First diffraction minima due to a single slit of width `1.0 xx 10^(-5)cm` is at `30^(@)`. The wavelength of light used is :

To find the wavelength of light used in the diffraction pattern created by a single slit, we can use the formula for the position of the first diffraction minima.

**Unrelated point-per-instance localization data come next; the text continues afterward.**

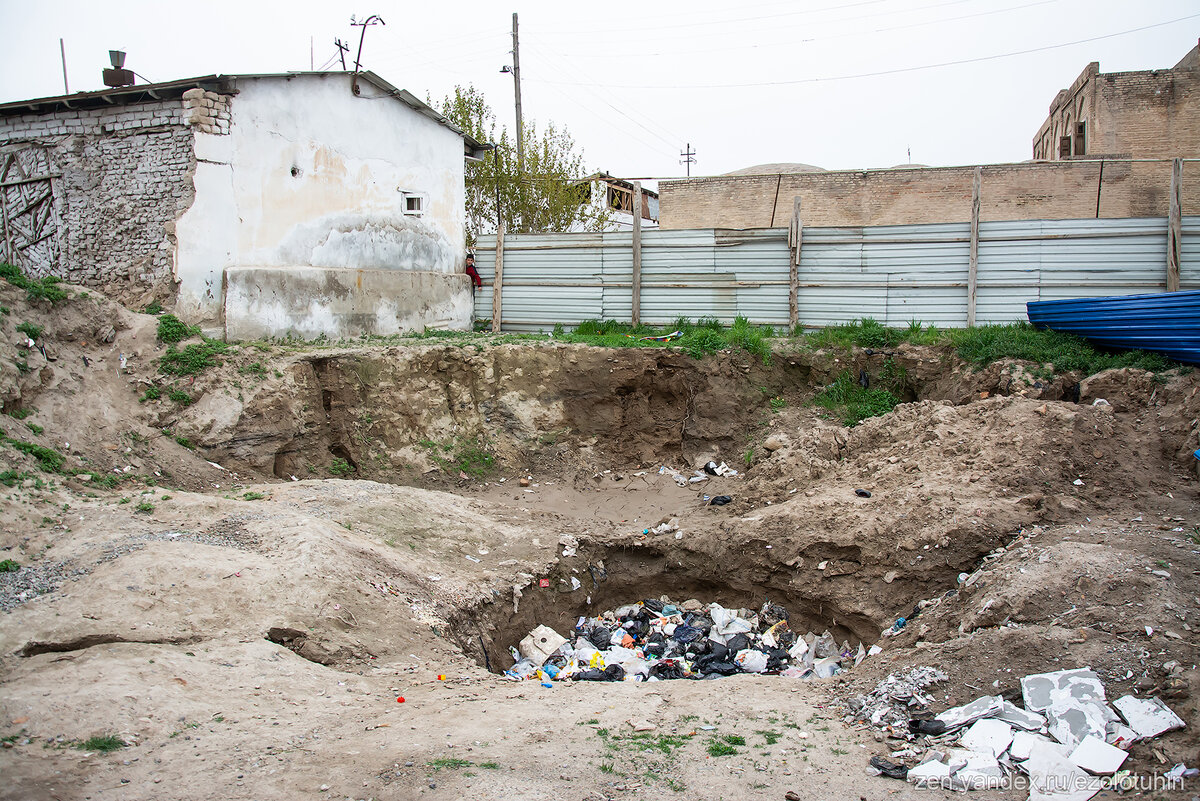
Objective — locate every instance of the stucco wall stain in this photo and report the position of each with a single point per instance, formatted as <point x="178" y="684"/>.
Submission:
<point x="365" y="241"/>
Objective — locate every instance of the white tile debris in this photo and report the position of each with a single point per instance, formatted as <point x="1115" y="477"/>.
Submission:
<point x="1149" y="717"/>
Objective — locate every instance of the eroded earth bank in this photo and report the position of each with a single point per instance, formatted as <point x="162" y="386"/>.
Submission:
<point x="237" y="570"/>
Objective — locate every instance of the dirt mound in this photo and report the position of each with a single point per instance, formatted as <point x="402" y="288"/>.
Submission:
<point x="256" y="637"/>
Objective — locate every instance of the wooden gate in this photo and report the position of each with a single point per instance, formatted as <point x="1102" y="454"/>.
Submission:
<point x="29" y="212"/>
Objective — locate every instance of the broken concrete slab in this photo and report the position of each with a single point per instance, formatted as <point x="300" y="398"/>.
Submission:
<point x="931" y="775"/>
<point x="973" y="770"/>
<point x="1149" y="717"/>
<point x="988" y="735"/>
<point x="1024" y="744"/>
<point x="1021" y="718"/>
<point x="540" y="644"/>
<point x="960" y="716"/>
<point x="1071" y="721"/>
<point x="1097" y="757"/>
<point x="1042" y="691"/>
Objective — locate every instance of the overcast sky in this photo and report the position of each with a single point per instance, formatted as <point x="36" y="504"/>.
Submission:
<point x="839" y="84"/>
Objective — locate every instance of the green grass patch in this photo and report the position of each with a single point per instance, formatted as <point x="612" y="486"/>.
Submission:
<point x="36" y="289"/>
<point x="180" y="397"/>
<point x="720" y="748"/>
<point x="1066" y="351"/>
<point x="48" y="459"/>
<point x="10" y="477"/>
<point x="472" y="456"/>
<point x="101" y="742"/>
<point x="30" y="330"/>
<point x="192" y="360"/>
<point x="172" y="329"/>
<point x="989" y="343"/>
<point x="855" y="403"/>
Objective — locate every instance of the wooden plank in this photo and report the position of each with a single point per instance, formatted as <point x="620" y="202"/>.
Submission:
<point x="637" y="254"/>
<point x="1174" y="227"/>
<point x="796" y="239"/>
<point x="9" y="256"/>
<point x="498" y="282"/>
<point x="973" y="266"/>
<point x="30" y="180"/>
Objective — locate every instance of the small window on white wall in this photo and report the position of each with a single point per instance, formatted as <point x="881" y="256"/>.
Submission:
<point x="414" y="204"/>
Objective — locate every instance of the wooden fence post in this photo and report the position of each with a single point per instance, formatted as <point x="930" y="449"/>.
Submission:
<point x="1174" y="230"/>
<point x="795" y="240"/>
<point x="636" y="300"/>
<point x="498" y="281"/>
<point x="973" y="266"/>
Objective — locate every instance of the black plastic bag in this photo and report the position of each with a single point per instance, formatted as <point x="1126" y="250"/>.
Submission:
<point x="771" y="614"/>
<point x="738" y="643"/>
<point x="600" y="637"/>
<point x="667" y="669"/>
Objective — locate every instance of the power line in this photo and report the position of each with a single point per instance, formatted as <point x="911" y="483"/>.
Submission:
<point x="643" y="26"/>
<point x="885" y="72"/>
<point x="599" y="97"/>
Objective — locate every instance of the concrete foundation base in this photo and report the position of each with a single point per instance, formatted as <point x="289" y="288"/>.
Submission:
<point x="337" y="302"/>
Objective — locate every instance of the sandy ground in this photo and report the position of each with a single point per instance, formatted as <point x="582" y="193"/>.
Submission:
<point x="247" y="636"/>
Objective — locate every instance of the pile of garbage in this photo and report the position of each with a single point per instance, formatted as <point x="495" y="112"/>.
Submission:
<point x="657" y="639"/>
<point x="1068" y="740"/>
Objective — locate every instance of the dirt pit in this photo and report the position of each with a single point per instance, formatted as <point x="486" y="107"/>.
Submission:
<point x="234" y="591"/>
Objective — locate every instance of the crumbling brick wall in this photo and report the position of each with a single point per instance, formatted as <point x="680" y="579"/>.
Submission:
<point x="126" y="176"/>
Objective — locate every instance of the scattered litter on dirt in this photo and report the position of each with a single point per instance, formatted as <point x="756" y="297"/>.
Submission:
<point x="657" y="639"/>
<point x="982" y="744"/>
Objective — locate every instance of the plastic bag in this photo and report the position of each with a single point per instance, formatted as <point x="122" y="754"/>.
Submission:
<point x="751" y="661"/>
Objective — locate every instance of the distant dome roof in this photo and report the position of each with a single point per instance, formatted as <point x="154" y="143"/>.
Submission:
<point x="777" y="168"/>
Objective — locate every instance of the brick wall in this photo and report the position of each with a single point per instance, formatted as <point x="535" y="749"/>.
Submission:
<point x="126" y="178"/>
<point x="1145" y="114"/>
<point x="1032" y="191"/>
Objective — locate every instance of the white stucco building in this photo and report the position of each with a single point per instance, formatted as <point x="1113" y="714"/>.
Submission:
<point x="255" y="205"/>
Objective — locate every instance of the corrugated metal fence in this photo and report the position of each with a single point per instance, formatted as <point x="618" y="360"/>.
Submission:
<point x="894" y="273"/>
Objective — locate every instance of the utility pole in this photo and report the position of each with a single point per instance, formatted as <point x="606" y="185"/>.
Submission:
<point x="63" y="49"/>
<point x="689" y="157"/>
<point x="516" y="82"/>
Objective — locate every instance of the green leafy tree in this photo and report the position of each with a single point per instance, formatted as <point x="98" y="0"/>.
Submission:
<point x="545" y="197"/>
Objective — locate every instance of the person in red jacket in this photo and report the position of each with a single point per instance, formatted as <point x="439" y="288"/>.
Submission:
<point x="474" y="273"/>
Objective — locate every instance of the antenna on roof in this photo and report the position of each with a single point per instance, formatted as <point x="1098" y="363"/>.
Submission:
<point x="689" y="157"/>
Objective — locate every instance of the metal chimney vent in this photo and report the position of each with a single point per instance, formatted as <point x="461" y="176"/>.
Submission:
<point x="118" y="76"/>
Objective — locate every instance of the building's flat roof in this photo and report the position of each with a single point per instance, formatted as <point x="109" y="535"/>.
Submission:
<point x="222" y="85"/>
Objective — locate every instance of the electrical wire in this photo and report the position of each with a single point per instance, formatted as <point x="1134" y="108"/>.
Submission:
<point x="880" y="72"/>
<point x="603" y="100"/>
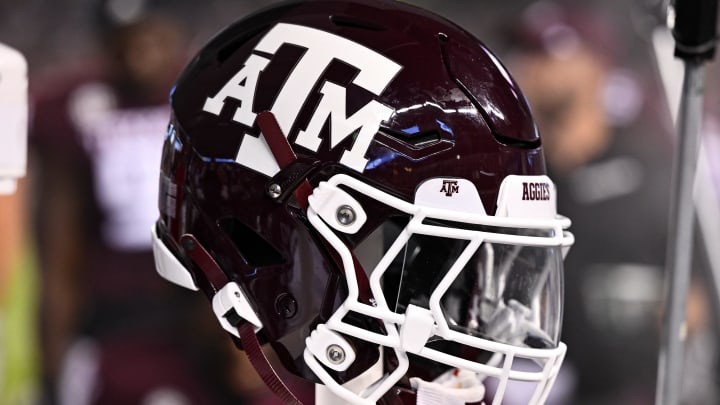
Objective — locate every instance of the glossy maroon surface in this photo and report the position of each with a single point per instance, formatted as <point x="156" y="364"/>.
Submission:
<point x="457" y="112"/>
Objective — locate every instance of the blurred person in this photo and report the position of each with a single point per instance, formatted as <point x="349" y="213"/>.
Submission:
<point x="18" y="302"/>
<point x="610" y="155"/>
<point x="111" y="331"/>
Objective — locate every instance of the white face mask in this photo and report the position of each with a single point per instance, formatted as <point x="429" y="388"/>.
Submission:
<point x="467" y="282"/>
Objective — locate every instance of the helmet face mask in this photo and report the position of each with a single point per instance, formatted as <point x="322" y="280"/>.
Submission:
<point x="408" y="229"/>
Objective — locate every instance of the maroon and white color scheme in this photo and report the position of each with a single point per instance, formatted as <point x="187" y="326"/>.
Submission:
<point x="393" y="237"/>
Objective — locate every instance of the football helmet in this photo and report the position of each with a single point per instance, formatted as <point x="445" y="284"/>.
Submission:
<point x="362" y="185"/>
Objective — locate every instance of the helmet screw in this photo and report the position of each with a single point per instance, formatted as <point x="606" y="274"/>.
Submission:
<point x="285" y="305"/>
<point x="274" y="191"/>
<point x="335" y="354"/>
<point x="345" y="215"/>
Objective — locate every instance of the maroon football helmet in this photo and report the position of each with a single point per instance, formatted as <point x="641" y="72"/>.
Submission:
<point x="361" y="185"/>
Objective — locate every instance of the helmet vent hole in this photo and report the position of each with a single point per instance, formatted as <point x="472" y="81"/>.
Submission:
<point x="251" y="246"/>
<point x="351" y="22"/>
<point x="413" y="137"/>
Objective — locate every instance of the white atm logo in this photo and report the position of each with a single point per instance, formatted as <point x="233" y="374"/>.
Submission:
<point x="375" y="72"/>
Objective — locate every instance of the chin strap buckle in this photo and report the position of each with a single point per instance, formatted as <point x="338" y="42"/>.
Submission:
<point x="231" y="307"/>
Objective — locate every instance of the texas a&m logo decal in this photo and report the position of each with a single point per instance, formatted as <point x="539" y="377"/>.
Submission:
<point x="450" y="187"/>
<point x="375" y="72"/>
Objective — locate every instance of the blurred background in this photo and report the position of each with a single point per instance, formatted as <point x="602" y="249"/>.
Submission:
<point x="85" y="320"/>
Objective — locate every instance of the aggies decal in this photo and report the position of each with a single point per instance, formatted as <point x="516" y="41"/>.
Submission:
<point x="375" y="72"/>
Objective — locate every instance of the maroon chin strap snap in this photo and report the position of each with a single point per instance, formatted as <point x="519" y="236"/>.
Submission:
<point x="217" y="278"/>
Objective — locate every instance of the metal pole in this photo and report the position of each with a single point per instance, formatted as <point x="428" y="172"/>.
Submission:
<point x="680" y="237"/>
<point x="695" y="33"/>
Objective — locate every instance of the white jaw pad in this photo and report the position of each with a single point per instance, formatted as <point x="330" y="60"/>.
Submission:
<point x="168" y="266"/>
<point x="456" y="387"/>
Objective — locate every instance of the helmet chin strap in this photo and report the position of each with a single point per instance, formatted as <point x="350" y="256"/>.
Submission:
<point x="217" y="278"/>
<point x="454" y="387"/>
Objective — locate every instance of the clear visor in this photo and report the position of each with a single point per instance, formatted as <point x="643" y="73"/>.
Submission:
<point x="507" y="293"/>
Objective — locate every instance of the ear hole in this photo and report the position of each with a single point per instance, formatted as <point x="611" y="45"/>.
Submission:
<point x="252" y="247"/>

The condition for the first minima in single-slit diffraction is given by: \[ b \sin \theta = n \lambda \] where: - \( b \) is the width of the slit, - \( \theta \) is the angle at which the first minima occurs, - \( n \) is the order of the minima (for the first minima, \( n = 1 \)), - \( \lambda \) is the wavelength of light. ### Step-by-Step Solution: 1. **Identify the given values**: - Width of the slit, \( b = 1.0 \times 10^{-5} \) cm - Angle for the first minima, \( \theta = 30^\circ \) 2. **Convert the width of the slit from cm to meters**: \[ b = 1.0 \times 10^{-5} \text{ cm} = 1.0 \times 10^{-5} \times 10^{-2} \text{ m} = 1.0 \times 10^{-7} \text{ m} \] 3. **Use the sine function for the angle**: \[ \sin(30^\circ) = 0.5 \] 4. **Substitute the values into the diffraction minima formula**: \[ b \sin \theta = n \lambda \] For the first minima (\( n = 1 \)): \[ 1.0 \times 10^{-7} \text{ m} \times 0.5 = 1 \times \lambda \] 5. **Calculate the wavelength \( \lambda \)**: \[ \lambda = 1.0 \times 10^{-7} \text{ m} \times 0.5 = 0.5 \times 10^{-7} \text{ m} \] 6. **Convert the wavelength to nanometers**: \[ \lambda = 0.5 \times 10^{-7} \text{ m} = 5.0 \times 10^{-8} \text{ m} = 500 \text{ nm} \] ### Final Answer: The wavelength of light used is \( 500 \text{ nm} \).